Commercial and Residential Projects
The redevelopment project must be located in a qualifying economic and redevelopment and grant incentive area (See Program Rules link below).
The developer must not have commenced any construction at the site of a proposed redevelopment project prior to submitting an application, except that if the NJEDA determines that the project would not be completed otherwise, or in the event the project is to be undertaken in phases, a developer may apply for phases for which construction has not yet commenced, subject to N.J.A.C. 19:31-4.6(a)2.

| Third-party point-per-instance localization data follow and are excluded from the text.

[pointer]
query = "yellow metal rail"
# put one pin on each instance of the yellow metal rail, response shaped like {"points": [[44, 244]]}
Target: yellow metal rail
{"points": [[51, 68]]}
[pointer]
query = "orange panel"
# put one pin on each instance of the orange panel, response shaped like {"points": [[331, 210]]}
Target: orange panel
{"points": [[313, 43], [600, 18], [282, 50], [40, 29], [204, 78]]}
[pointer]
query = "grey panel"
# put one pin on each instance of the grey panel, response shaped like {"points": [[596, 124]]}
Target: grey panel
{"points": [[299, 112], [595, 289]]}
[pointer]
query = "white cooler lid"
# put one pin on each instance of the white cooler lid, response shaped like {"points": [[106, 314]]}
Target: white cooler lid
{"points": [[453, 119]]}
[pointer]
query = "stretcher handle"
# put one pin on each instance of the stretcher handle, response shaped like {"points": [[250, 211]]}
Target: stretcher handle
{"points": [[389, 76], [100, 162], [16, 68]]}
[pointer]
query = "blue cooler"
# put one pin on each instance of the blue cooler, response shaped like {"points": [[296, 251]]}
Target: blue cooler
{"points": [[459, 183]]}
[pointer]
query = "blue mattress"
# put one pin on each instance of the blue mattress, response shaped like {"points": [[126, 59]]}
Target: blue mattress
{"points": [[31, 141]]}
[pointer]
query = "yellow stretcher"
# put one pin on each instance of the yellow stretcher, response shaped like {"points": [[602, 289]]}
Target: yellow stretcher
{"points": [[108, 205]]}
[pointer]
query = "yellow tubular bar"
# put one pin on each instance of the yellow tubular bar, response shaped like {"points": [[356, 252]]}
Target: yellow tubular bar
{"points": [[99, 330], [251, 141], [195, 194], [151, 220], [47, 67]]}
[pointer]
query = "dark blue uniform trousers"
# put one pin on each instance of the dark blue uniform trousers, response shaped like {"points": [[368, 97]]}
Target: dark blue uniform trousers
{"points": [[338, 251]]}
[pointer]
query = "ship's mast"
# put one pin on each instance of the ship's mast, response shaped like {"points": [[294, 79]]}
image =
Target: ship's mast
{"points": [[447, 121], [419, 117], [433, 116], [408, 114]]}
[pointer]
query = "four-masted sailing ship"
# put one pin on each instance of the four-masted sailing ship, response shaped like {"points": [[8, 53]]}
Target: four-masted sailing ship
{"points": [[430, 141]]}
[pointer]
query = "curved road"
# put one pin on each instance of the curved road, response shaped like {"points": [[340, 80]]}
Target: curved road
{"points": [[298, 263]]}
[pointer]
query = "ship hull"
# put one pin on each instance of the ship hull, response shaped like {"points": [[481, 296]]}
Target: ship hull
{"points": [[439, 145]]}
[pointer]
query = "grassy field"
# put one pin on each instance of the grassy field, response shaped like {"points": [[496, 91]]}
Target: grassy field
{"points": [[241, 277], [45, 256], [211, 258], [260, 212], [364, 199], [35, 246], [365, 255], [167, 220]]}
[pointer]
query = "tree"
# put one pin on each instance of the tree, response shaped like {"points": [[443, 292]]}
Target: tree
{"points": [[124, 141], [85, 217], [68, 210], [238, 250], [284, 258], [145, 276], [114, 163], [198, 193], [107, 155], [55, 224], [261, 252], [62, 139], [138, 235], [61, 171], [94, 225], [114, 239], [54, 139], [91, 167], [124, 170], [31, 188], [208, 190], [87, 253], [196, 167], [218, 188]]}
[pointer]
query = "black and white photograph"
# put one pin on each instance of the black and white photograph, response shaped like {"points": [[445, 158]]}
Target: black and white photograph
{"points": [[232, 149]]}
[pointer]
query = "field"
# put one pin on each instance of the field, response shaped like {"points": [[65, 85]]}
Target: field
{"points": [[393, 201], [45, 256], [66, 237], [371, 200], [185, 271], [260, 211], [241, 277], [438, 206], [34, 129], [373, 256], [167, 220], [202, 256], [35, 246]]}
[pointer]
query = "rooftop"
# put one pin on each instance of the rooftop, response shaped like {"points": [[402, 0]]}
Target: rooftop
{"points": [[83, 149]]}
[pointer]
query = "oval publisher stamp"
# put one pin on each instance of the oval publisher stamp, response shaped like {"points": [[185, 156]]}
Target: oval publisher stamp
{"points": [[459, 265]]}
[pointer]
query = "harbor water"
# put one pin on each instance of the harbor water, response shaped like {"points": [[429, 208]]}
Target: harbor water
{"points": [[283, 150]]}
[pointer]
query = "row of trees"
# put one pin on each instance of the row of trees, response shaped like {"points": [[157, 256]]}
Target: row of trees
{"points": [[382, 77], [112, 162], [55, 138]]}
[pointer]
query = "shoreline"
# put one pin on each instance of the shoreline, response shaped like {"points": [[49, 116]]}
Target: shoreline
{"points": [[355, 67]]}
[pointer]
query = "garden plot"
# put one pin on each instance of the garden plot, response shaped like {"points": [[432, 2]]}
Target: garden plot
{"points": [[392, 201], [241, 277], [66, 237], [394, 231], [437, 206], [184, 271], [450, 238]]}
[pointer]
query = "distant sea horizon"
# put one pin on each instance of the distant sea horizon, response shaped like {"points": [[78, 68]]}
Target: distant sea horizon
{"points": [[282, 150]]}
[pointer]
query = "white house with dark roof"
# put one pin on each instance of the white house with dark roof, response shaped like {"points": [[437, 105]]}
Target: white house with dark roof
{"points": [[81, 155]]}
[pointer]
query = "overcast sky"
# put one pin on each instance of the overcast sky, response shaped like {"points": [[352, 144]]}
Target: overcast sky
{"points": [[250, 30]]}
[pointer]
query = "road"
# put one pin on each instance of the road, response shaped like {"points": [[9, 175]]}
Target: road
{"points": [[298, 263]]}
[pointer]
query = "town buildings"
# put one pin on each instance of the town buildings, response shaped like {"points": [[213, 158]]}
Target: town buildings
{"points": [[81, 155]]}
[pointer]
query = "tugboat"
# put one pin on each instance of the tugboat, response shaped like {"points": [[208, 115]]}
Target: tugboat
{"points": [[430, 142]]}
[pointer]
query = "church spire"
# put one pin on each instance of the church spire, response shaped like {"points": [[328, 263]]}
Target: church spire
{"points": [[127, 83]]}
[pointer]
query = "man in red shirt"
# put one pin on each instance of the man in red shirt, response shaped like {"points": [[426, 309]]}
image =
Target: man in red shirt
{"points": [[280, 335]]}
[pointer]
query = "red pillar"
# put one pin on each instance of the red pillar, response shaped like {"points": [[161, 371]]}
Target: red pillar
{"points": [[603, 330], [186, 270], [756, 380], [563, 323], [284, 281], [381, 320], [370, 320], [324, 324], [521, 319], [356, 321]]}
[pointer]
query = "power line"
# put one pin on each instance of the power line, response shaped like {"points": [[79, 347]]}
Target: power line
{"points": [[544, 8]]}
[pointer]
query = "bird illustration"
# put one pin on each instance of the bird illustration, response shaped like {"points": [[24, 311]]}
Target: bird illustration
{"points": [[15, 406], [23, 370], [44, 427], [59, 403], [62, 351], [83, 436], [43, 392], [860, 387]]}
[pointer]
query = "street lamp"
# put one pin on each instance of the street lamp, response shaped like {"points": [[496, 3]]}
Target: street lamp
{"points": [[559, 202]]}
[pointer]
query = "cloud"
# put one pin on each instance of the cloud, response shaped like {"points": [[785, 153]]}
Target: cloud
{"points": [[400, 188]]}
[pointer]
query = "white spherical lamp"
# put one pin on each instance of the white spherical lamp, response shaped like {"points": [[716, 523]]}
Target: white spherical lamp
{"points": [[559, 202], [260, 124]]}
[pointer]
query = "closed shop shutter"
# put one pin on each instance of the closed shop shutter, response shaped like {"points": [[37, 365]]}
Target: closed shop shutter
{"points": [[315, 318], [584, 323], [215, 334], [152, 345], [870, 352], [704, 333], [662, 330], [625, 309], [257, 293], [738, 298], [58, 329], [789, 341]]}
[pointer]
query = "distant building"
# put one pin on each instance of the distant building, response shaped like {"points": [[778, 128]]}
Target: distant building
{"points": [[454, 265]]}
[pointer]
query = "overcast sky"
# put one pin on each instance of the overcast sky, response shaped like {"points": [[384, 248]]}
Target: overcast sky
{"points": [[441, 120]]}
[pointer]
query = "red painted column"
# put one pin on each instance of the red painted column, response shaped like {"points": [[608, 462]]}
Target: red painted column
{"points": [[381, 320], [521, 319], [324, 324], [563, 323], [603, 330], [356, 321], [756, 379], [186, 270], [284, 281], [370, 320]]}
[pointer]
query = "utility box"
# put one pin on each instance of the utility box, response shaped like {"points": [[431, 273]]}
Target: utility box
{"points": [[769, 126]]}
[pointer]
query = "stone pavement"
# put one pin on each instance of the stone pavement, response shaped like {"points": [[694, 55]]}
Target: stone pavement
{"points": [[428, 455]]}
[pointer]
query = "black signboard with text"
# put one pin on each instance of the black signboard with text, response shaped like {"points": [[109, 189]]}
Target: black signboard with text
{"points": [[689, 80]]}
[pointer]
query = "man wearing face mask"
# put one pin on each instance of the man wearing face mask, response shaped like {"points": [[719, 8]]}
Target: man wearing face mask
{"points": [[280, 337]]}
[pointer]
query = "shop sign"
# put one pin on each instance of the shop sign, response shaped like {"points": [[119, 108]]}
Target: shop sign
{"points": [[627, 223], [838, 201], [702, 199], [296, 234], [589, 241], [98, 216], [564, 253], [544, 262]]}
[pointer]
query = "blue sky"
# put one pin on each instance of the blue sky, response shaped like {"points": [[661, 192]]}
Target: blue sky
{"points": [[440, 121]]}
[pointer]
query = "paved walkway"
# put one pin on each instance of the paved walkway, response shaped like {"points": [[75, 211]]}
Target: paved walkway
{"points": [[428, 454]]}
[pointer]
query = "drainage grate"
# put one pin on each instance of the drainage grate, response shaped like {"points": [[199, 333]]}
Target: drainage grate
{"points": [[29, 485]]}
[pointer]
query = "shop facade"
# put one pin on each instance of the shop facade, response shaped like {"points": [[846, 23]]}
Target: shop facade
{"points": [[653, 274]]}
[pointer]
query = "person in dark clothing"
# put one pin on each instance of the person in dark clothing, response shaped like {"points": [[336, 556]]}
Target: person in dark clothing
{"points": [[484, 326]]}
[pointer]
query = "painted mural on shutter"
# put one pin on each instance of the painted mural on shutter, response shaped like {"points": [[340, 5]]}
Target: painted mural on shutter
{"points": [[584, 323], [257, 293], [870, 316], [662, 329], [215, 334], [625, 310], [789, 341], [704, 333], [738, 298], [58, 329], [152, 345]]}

A project financing gap must exist. ERG is an incentive for real estate development projects that have a financing gap, defined as having insufficient revenues to support the project debt service under a standard financing scenario. It can also apply to projects that have a below market development margin or rate of return. The grant is not meant to be a substitute for conventional debt and equity financing, and applicants should generally have their primary debt financing in place before applying. In order for a project to be approved, it needs to undergo a rigorous analysis of the sources and uses of funds, construction costs and projected revenues. All of these metrics are compared to industry standard measures.
All projects must meet Green Building Requirements. For guidance on these program requirements, please click here. For questions regarding these requirements, please contact your NJEDA Business Development Officer.
Any construction contracts associated with the project must use prevailing wage labor rates and meet affirmative action requirements.
The developer must submit satisfactory evidence of actual project costs, as certified by a certified public accountant and evidence of a permanent certificate of occupancy, or such other event evidencing project completion as set forth in the incentive agreement, prior to the first disbursement of funds under the agreement or issuance of the tax credit under the approval letter, as applicable.
All commercial projects are subject to an analysis to verify that the revenues the State will realize from the project will be greater than the incentive being provided and an Internal Rate of Return (IRR) Hurdle Rate model to determine a funding gap. The Net Benefits analysis, developed by the NJEDA, utilizes employment statistics from current Regional Input-Output Modeling System II (RIMS II) data from the US Bureau Economic Analysis.
Pursuant to a net benefit analysis, the overall public assistance provided to the project will result in net benefits to the state.
There are no minimum Total Project Cost requirements under the commercial component of the ERG program.
For any project consisting of newly-constructed residential units, the developer shall be required, pursuant to P.L. 2008, c. 46 (N.J.S.A. 52:27D-329.9) to reserve at least 20% of the residential units constructed for occupancy by low or moderate income households, as those terms are defined in section 4 of P.L. 1985, c. 222 (N.J.S.A. 52:27D-304), with affordability controls as required under the rules of the Council on Affordable Housing, unless the municipality in which the property is located has received substantive certification from the council and such a reservation is not required under the approved affordable housing plan, or the municipality has been given a judgment of repose or a judgment of compliance by the court, and such a reservation is not required under the approved affordable housing plan.